– Ну что, оклемался? – У Дарьи был низкий, волнующий голос. – Думала, не вытянешь. Кумысом тебя отпаивала, чаем с бараньим жиром. Повезло тебе, что я в будку заглянула. Иначе бы помер.
– А что это – кумыс?
– Из молока кобыльего питьё. Свёкор достаёт у знакомых казахов. Помогает, когда силы теряешь.
Юда прикрыл глаза. Кобылье молоко! Казахи! А у Дарьи точно какая-то степная примесь.
Дарья присела, но не у кровати, а у стола.
– Зовут-то тебя как? Документ твой видела, да не прочитать мне по-польски…
– Юдель. Юда.
– Юда? Так ты не поляк? А кто? Неужто еврей?
– Еврей, – подтвердил Юда.
– Еврей, – повторила Дарья. – Да как же тебя сюда занесло? У нас тут отродясь жи… евреев то есть, – спохватилась она, – почти что и не было. А в польскую армию как попал?
– В лагерь сначала попал из Литвы. А оттуда как польский гражданин – в армию. Только отстал я от них, и что теперь будет – не представляю.
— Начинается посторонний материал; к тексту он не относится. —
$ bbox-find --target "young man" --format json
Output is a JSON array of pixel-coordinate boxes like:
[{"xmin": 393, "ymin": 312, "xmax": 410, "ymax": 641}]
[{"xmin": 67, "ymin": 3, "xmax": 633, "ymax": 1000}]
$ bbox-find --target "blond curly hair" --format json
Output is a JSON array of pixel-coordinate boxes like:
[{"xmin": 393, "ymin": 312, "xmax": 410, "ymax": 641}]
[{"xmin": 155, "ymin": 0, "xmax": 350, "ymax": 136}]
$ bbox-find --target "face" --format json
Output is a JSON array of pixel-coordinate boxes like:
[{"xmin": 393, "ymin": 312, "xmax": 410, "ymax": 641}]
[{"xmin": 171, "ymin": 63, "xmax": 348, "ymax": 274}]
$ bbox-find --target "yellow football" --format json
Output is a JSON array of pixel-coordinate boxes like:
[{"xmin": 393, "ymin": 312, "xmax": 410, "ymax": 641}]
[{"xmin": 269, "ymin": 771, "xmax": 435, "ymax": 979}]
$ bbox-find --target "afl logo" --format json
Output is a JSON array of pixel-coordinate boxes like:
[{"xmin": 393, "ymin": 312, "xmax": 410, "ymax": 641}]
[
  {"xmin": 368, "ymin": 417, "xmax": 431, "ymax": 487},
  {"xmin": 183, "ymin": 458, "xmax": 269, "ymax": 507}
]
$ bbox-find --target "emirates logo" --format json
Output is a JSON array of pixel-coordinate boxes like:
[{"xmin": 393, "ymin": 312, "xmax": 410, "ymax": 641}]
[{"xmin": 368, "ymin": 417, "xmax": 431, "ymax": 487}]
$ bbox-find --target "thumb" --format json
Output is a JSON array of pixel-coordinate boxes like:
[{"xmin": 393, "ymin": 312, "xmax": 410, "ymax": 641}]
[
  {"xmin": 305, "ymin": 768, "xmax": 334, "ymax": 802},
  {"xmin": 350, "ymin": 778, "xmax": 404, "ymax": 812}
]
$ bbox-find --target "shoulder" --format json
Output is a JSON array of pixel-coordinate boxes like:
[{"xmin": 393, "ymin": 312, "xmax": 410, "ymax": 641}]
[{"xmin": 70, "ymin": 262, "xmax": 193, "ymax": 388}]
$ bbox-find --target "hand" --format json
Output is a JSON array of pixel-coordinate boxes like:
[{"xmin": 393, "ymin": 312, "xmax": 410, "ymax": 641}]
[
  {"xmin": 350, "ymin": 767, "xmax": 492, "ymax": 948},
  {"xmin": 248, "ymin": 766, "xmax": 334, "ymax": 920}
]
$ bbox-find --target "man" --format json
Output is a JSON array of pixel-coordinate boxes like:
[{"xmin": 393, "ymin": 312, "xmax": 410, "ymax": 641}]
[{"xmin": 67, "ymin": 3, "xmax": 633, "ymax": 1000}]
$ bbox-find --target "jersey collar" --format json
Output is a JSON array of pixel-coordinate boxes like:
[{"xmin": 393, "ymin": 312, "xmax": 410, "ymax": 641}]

– Лежать тебе пока надо. На ноги встанешь – тогда и поглядим. Повезло тебе ещё раз, что я при железной дороге. А свёкор мой – он помощник начальника станции в Илецке. Это час езды отсюда. Оформит тебе справку, что заболел, от эшелона отстал. У меня телефон в будке, где ты чуть не замёрз. О том, что ты у меня, я всё равно сообщить по начальству должна. Порядок такой.
Дарья отбросила со лба норовившую упасть на глаза чёрную прядь и продолжала:
– Там и сыночек мой – у свекрови в Илецке. И мы там с мужем жили. Муж мой, Фёдор, тоже железнодорожник, бронь имел. Его на фронт не брали, так он добровольцем ухитрился. Всё говорил: другие воюют, как же я, коммунист, в тылу останусь? И погиб в октябре под Харьковом. Вот судьба: из-под Киева, из окружения, вышел, а под Харьковом убили. Мы хорошо с ним жили, любил он меня. Только свекровь меня поедом ела, вмешивалась. И то плохо, и это. А как похоронка пришла на Федю, так и не стало мне житья совсем. Свекровь со свету сживала, всё упрекала, что мужа не остановила, на фронт отпустила. Тут как раз старый обходчик умер на этом участке, так я с горя сюда попросилась. От свекрови подальше. Только боязно мне тут одной. Ведь на много вёрст кругом – никого. А если лихие люди какие? А у меня, – Дарья кивнула на висевшую на стене старую берданку, – вот и вся моя защита. Ладно, утомила я тебя. Слабый ты ещё и по-нашему не всё понимаешь. По глазам твоим вижу.